À cet instant, Jeanne témoigne à Reporterre avoir pris la fuite avant d’être interceptée par l’agent : « En m’attrapant le col, il m’a coupé la respiration. Puis il a collé une barre en fer à mon visage et m’a hurlé qu’il allait me casser la tête. » L’un de ses supérieurs lui aurait intimé l’ordre de ne pas « abîmer » la zadiste, avant d’appeler la gendarmerie. « En attendant l’arrivée du PSIG, les vigiles m’ont parlé d’un autre militant, en m’assurant que s’ils finissaient par le trouver, ils le tueraient. »

Aux alentours de 2 heures, les militaires ont débarqué sur les lieux. Jeanne leur a détaillé le déroulement de la scène, la menace et la barre de fer. Elle a reçu en retour une flopée de ricanements : « Vous avez de la chance, si ç’avait été en Russie, vous auriez pris bien cher », lui a rétorqué le major. Le même gendarme a refusé quelques instants plus tard que la militante aille aux toilettes : « Tous ses collègues m’ont entourée pendant plusieurs minutes en imitant un bruit de robinet… et en me disant de pisser devant eux. » Une enquête a aussi été ouverte à l’encontre de Jeanne, nous assure-t-elle. Contactée, la préfecture du Tarn n’a pas répondu à nos sollicitations.

« Plus aucun arbre à couper »

Dans l’histoire des luttes, de telles scènes ont au moins un précédent. Les 16 et 17 juillet 2016, des agents de sécurité – armés de gourdins et de bâtons – avaient frappé plusieurs activistes pacifistes, à Bure (Meuse). Lors de cette marche d’opposition au projet Cigéo d’enfouissement de déchets nucléaires, forces de l’ordre et vigiles de l’Andra (l’agence publique qui pilote le projet d’enfouissement de déchets nucléaires à Bure) partageaient les mêmes rangs.
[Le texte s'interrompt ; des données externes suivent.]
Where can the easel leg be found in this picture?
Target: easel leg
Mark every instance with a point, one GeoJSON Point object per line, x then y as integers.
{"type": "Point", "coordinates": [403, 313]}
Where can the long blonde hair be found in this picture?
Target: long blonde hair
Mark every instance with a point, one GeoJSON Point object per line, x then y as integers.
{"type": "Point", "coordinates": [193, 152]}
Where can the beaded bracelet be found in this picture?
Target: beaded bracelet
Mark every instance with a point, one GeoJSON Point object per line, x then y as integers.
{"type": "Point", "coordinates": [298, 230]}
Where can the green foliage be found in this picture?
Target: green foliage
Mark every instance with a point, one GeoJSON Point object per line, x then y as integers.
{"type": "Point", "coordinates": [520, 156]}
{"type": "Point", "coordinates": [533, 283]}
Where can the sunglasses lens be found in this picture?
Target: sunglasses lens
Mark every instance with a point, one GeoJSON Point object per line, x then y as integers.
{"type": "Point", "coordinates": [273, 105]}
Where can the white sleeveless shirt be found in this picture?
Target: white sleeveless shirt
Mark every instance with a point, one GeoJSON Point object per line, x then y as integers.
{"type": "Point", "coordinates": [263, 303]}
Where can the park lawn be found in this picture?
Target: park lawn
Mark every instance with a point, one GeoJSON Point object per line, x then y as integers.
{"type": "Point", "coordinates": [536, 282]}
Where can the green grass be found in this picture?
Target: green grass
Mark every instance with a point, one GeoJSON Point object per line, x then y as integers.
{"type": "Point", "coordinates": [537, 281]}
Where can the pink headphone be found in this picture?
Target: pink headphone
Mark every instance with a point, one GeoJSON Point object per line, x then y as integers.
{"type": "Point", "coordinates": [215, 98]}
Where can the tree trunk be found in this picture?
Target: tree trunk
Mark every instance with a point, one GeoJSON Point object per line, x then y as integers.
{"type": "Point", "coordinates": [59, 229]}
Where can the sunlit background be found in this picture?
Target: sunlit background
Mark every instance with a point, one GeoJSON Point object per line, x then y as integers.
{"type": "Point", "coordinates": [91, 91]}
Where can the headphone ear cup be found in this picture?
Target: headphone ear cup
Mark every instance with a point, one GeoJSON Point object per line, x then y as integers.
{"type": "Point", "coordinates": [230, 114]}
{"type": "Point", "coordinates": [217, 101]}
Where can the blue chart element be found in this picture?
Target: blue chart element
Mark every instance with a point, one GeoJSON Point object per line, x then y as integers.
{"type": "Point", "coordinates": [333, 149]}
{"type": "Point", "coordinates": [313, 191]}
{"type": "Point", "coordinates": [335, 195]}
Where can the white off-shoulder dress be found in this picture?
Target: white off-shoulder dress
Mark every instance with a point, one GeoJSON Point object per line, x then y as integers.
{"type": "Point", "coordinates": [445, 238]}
Casque, jambières, bouclier… Les deux corps étaient à peine différentiables, et agissaient comme un seul homme – en dépit de leurs prérogatives dissemblables.

Déjà à l’époque, le porte-parole du syndicat national des entreprises de sécurité, Olivier Duran, avait déploré sur France 3 l’absence de signes d’identification des vigiles, un manquement à une obligation légale. Le directeur général adjoint de l’Andra avait lui félicité ces agents d’avoir « très bien fait leur travail ». Quelques jours plus tard, son départ anticipé avait été annoncé par la direction. Et les journalistes de la télévision locale lorraine d’ajouter : « La question est évidemment tentante de se demander si cette décision fait suite, ou pas, aux événements survenus les 16 et 17 juillet 2016. »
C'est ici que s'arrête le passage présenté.